I know that the W = uv'-u'v is never 0 since u,v are linearly independent. Furthermore, since it is a combination of C2 functions it must also be continuous on [x0,x1] = I. Also if I suppose that v is never zero on I, then it must be always positive or always negative. Same with u, since we know x0,x1 are consecutive zeros. From this I want to show that the Wronskian is positive at some point in I, and negative at another point, which would lead to a contradiction. Is this the right idea?

 

[HallsofIvy]

Homework Statement

Suppose u, v are two linearly independent solutions to the differential equation u''+p(x)u'+q(x)v=0. If x0,x1 are consecutive zeros of u, then v has a zero on the open interval (x0,x1)

Surely you don't mean to have both u and v in the equation itself? Since u and v are to be specific solutions, it would be better to say
"Suppose u, v are two linearly independent solutions to the differential equation y''+p(x)y'+q(x)y=0.

Homework Equations

The Attempt at a Solution

I'm trying to use the Wronskian(u,v;x) to arrive at a contradiction.

I know that the W = uv'-u'v is never 0 since u,v are linearly independent. Furthermore, since it is a combination of C2 functions it must also be continuous on [x0,x1] = I. Also if I suppose that v is never zero on I, then it must be always positive or always negative. Same with u, since we know x0,x1 are consecutive zeros. From this I want to show that the Wronskian is positive at some point in I, and negative at another point, which would lead to a contradiction. Is this the right idea?

Sounds like a good plan. How are you going to implement it?

 

[pasmith]

I'm trying to use the Wronskian(u,v;x) to arrive at a contradiction.

I know that the W = uv'-u'v is never 0 since u,v are linearly independent. Furthermore, since it is a combination of C2 functions it must also be continuous on [x0,x1] = I. Also if I suppose that v is never zero on I, then it must be always positive or always negative. Same with u, since we know x0,x1 are consecutive zeros. From this I want to show that the Wronskian is positive at some point in I, and negative at another point, which would lead to a contradiction. Is this the right idea?
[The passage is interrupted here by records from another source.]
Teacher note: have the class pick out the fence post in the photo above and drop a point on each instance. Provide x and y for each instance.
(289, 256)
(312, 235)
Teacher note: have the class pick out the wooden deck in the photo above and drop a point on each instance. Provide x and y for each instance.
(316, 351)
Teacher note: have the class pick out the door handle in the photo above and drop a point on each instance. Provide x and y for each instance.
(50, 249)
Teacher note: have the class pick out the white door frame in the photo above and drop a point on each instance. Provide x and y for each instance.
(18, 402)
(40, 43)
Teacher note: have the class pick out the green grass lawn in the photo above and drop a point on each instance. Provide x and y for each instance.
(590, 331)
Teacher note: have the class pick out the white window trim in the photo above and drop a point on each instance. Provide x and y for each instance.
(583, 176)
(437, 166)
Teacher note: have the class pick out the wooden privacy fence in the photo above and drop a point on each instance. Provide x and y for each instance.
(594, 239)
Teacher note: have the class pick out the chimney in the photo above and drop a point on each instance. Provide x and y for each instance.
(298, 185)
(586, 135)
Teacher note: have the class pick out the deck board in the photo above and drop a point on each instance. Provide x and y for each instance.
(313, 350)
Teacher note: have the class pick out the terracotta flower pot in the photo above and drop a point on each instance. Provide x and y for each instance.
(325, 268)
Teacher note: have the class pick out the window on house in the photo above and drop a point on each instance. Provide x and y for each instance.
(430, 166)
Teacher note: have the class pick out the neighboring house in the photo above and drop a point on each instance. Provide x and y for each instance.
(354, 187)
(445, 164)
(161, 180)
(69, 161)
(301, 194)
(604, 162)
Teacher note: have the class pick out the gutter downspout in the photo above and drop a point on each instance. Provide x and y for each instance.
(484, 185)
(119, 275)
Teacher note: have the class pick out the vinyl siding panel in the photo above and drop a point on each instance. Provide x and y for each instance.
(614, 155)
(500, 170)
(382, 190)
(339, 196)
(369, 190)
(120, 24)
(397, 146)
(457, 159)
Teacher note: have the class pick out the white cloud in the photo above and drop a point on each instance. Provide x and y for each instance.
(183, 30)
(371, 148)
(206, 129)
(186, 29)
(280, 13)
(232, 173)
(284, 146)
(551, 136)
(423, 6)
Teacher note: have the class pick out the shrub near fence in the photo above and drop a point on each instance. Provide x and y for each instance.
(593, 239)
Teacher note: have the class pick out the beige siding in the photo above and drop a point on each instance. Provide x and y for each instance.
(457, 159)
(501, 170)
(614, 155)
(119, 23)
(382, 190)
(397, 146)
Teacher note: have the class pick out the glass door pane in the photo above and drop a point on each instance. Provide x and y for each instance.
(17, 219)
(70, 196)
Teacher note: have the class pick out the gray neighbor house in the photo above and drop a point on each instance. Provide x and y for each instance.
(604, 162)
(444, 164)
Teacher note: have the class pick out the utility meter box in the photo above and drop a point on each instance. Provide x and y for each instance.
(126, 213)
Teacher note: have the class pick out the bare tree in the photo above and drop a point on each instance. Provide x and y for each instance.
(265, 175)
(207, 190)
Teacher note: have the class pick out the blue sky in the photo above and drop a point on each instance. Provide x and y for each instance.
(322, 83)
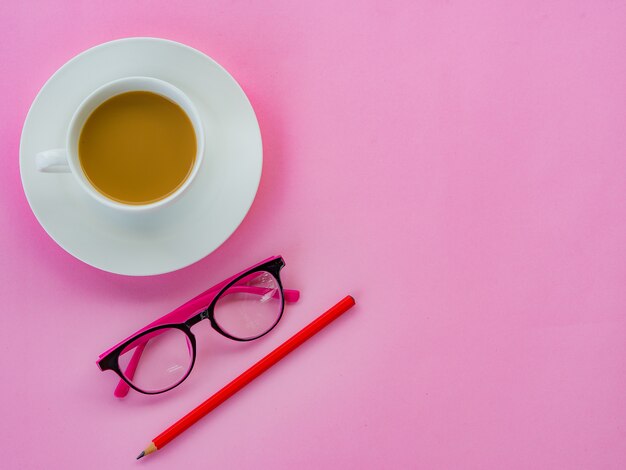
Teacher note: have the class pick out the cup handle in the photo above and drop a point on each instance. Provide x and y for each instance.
(52, 161)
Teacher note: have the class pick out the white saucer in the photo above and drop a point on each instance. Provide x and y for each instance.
(175, 236)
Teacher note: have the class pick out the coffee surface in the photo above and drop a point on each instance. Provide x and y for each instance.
(137, 147)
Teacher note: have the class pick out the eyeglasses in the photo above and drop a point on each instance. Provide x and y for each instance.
(160, 356)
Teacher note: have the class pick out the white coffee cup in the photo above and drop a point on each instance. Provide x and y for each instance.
(66, 160)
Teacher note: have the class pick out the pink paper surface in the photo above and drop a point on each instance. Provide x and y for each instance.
(458, 167)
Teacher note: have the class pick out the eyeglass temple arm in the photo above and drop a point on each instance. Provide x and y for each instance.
(291, 295)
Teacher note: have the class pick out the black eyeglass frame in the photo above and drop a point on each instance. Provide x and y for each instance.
(111, 360)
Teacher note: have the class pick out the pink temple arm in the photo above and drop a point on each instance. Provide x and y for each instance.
(122, 388)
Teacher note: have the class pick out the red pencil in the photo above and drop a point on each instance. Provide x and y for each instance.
(253, 372)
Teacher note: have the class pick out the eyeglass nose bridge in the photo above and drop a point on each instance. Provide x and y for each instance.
(198, 317)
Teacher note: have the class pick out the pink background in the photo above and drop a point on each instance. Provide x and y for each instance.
(459, 167)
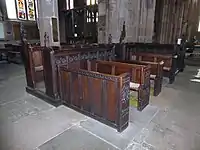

I think there is a direct proof: You have
$$W(x_0) = u(x_0)v'(x_0) - u'(x_0)v(x_0) = -u'(x_0)v(x_0)$$
and similarly
$$W(x_1) = -u'(x_1)v(x_1)$$
and, since $W(x)$ vanishes nowhere, $W(x_0)$ and $W(x_1)$ must have the same sign. Thus
$$W(x_0)W(x_1) = u'(x_0)v(x_0)u'(x_1)v(x_1) > 0.$$

Now use the fact that $x_0$ and $x_1$ are consecutive zeroes of $u$ to show that $u'(x_0)u'(x_1) < 0$.

What does that require of $v(x_0)v(x_1)$ if the condition on $W(x_0)W(x_1)$ is to hold?

 

[Daxin]

Yeah thanks guys, I think I get it now.

v(x0)v(x1) would have to be negative. And since v is cts it must have an 0 between x0 and x1.